I actually do remember the Coleco Adam. Would’ve probably bought one except I already had an Intellivision and two original Colecos. All of them now collecting tons of dust. Know any good museums?
(I imagine your uncle’s still kicking himself 🙂
I not only remember the Adam, I actually saw one in action. Only once but it worked, sort of.
It’s Elon’s -future- plans that are boggling. The portion already accomplished is boggling. But … if they remain even vaguely on track, the gnashing of teeth will become deafening.
Making this Selenian post worth reading.
That was very nice.
On a side note, I was watching a talk on cleaning up toxic waste (primarily hexavalent chromium) from tanneries, as it’s a problem my home town faced, and I ran across a very good lecture on the horrendous tannery problems in Bangladesh, a country that has taken over most of the world’s tanning business due to its cheap labor and complete lack of sense. The lecture was by Margrit von Braun. 🙂
“a timid and pragmatic power…”
Really?
I remember 15 years ago looking at the internet and telling myself if I could turn that into a fortune, I would use it to conquer space.
Fortunately, Elon Musk and to a lesser extent Jeff Bezos are doing it for me. Apparently, my idea was more widespread than to just myself. Three men of similar age and backgrounds sharing a similar dream derived from similar inputs and inspirations. Only like Langley and the Wrights, two of them had the resources to make their a physical reality(and one worked!). It seems that as an idea, manned spaceflight is finally ripe.
And to add, what is almost as interesting is how they are now co-opting and dragging the old school along for the ride. Witness Bezos and the ULA in response to Musk. Now, they are feeding off of one another and causing a catalytic effect in excess of their own organic resource base.
It’s almost like a race of some kind or something!
Richard Whitcomb http://en.wikipedia.org/wiki/Richard_T._Whitcomb is history’s greatest aviation pioneer — area rule, the “shock pods” on the Convair 990, supercritical wing on the Airbus, winglets.
Actually, the greatest innovation in the history of aviation was by Edward J. Brennan. Patent link
That is an outstanding article. I will be linking it everywhere I can.
I didn’t pay attention to SpaceX until the first Falcon 9 launch, which I didn’t watch. What made me sit up and take notice was the fact that they had an ignition abort and went ahead and launched successfully the same day. I had never heard of that happening before. I remembered Gemini 6 and a few Shuttle ignition aborts, and that usually meant a delay to find and fix the problem.
Musk is the confluence of three important attributes needed to start any business; competence, money, and ideas. Rarely do these things align in any one person and this is especially true in the space industry where the barriers to entry are so much higher than any other industry.
I would add in determination. I’m not much into touchy-feely inspirational stuff, but I did like that quote from (probably the late) Robert Schuller:
Agreed. I think one man (in this case three men) CAN make a difference. Have done so and are still doing so.

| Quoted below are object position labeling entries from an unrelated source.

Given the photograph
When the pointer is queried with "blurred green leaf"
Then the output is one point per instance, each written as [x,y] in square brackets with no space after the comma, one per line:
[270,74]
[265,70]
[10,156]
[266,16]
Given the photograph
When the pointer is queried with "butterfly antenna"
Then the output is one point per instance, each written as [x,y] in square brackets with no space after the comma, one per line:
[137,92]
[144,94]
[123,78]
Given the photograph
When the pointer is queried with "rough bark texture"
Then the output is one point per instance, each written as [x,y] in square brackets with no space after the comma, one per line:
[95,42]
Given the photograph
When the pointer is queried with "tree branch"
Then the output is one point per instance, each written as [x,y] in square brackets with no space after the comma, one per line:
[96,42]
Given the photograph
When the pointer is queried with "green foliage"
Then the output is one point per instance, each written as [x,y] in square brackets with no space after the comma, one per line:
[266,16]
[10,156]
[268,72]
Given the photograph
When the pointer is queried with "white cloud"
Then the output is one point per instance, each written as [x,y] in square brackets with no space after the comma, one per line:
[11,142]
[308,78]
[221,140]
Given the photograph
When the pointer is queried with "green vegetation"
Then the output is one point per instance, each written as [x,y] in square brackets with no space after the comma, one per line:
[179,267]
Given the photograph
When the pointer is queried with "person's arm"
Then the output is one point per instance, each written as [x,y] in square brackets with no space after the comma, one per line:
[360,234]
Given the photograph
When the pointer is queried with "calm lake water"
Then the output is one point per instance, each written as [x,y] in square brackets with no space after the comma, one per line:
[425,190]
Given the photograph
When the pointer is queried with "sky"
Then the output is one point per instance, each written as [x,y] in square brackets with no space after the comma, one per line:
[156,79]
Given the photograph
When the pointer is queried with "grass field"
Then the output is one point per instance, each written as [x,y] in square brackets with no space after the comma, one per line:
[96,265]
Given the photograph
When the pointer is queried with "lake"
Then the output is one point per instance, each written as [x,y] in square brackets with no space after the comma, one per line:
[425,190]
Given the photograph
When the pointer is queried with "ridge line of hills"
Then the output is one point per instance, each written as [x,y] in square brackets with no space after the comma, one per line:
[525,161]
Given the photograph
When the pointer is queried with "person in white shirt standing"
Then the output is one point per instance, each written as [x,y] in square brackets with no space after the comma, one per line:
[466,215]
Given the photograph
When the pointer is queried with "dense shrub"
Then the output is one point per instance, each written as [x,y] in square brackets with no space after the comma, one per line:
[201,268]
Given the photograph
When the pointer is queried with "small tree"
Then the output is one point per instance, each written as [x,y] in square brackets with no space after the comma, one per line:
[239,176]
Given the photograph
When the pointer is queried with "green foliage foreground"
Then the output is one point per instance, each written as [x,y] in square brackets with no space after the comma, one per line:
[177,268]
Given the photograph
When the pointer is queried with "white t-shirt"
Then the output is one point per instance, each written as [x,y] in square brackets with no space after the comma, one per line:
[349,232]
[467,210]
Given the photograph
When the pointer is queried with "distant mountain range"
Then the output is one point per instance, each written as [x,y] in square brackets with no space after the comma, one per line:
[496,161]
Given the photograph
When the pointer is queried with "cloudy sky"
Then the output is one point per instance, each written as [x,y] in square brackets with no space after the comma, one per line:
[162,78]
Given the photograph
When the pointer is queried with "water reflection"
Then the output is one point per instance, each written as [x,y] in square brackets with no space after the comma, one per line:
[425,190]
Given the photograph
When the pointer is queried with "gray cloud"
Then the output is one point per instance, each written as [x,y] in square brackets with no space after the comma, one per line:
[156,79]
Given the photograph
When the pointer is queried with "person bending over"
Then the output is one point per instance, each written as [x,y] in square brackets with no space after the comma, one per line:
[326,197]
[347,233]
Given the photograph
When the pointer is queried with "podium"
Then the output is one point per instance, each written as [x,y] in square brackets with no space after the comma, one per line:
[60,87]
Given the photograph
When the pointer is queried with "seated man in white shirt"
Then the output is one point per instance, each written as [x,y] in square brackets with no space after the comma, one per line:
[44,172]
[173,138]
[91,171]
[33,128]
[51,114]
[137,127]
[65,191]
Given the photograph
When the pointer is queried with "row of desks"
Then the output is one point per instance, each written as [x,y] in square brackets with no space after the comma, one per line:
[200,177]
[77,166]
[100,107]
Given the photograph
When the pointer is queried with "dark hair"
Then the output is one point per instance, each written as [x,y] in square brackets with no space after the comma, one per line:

Getting back to the original topic, I think Musk can very much be seen as von Braun’s heir. They both have space dreams and to implement them they both go where ever the money is. Von B started out as an amateur (a member of the Verein fuer Raumfahrt) when that was the only game in town. When the German Army offered serious cash, he moved there. At the end of WW2, a major factor in his choosing to surrender to the US rather than another country was the expectation of funding (read Fred Ordway’s book “Rocket Team”). He was initially reluctant to leave the US Army for NASA in significant part because he thought a civilian agency would never get a significant budget. After leaving NASA, he presaged Musk by moving from government funding to private by participating (along with Kurt Debus) in OTRAG.